A Monthly Chart Presentation and Discussion Pulling Together the Disciplines of Economics, Fundamentals, Technical Analysis, and Quantitative Analysis Published by Raymond James & Associates
“Hoisted on one’s own petard” is a Shakespearean idiom from Hamlet meaning “To cause the bomb maker to be blown up with his own bomb.” A petard is a small bomb used for blowing up gates and walls when breaching fortifications. It is of French origin and dates back to the 16th century. The term means to fall foul of your own deceit, or fall into your own trap. We have recently been “Hoisted on our own petard” regarding Dow Theory and our December Low Indicator. For example, the D-J Industrial Average fell below its December low in February. Recall, Lucien Hooper told us about said indicator over lunch at Harry’s Bar & Grill at the American Stock Exchange in the early 1970’s. The verbal exchange went like this, as chronicled in a blog from Minyanville:
“When the Dow closes below its December closing low in the first quarter, it is frequently an excellent warning sign. Jeffrey D. Saut, Chief Investment Strategist at Raymond James, brought this to our attention a few years ago. The December Low Indicator was originated by Lucien Hooper, a Forbes columnist and Wall Street analyst back in the 1970’s. Hooper dismissed the importance of January and January’s first week as reliable indicators. He noted that the trend could be random or even manipulated during a holiday-shortened week. Instead, said Hooper, ‘Pay much more attention to the December low. If that low is violated during the first quarter of the New Year, watch out!’”
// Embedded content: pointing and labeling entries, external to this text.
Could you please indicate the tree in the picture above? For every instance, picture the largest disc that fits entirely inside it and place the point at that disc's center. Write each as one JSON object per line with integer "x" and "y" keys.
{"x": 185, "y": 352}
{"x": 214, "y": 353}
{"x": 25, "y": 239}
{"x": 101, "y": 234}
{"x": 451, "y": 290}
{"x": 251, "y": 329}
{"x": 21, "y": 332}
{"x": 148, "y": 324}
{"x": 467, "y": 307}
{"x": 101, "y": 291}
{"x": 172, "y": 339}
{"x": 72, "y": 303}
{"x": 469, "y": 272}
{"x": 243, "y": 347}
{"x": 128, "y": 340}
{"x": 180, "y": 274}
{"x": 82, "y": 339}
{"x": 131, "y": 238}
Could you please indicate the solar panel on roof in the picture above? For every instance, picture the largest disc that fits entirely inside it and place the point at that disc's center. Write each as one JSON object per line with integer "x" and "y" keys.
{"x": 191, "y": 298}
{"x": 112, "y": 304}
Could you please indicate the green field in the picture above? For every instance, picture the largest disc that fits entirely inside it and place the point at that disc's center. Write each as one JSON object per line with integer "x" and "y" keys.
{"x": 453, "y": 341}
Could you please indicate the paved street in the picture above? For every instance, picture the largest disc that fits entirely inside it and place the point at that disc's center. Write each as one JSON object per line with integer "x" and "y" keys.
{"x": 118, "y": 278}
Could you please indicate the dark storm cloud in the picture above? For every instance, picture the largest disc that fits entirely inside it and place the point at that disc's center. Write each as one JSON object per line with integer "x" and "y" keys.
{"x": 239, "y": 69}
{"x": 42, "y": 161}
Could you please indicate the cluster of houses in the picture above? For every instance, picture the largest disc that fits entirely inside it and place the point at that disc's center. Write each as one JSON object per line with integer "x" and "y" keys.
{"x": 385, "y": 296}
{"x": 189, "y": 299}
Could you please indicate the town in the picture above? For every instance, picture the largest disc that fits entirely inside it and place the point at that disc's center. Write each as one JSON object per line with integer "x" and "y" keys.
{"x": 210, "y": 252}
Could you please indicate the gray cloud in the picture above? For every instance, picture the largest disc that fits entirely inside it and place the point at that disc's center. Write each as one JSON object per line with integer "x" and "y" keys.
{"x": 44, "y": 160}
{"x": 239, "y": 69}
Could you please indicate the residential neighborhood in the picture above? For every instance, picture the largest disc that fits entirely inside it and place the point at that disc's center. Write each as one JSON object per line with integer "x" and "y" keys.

Plainly, we chose to ignore that December Low signal in February, even though our models “called” for the February Flop during the entire month of January, which we wrote about and suggested raising some cash (indeed hoisted). The second “hoist” came the week of April 8, 2018 when the D-J Transportation Average broke below its recent reaction closing low, thus confirming a similar breakdown by the D-J Industrials below their recent reaction low. That, ladies and gentlemen, is a Dow Theory “sell signal.” As often stated in our missives, Dow Theory is not always right, and it is subject to interpretation, it still is right more often than most indicators. Dow Theory is basically the relation to both the Industrial and the Transport averages. If the two averages act in harmony, with both reaching new highs or lows around the same period of time, the price action of each is said to be “confirming.” It is worth mentioning that the longer it takes for one average to confirm the other average, the less meaningful is the signal.
As stated, Dow Theory is not always right and is subject to interpretation. This is not the first time we have ignored a Dow Theory (DT) signal. We ignored the DT “sell signal” that was registered in the “flash crash” of May 2010 because we thought it to be an aberration. Again in “flash crash” 2, which occurred in August 2015, we ignored the signal because once again we thought it to be an aberration. Similarly, we are ignoring the recent DT “sell signal.” However, if the S&P 500 (SPX/2670.14) breaks below its February 9, 2018 intraday low of 2532.69, we will be forced to reevaluate that strategy. Whatever the outcome, we continue to think the secular bull market is alive and well with years left to run.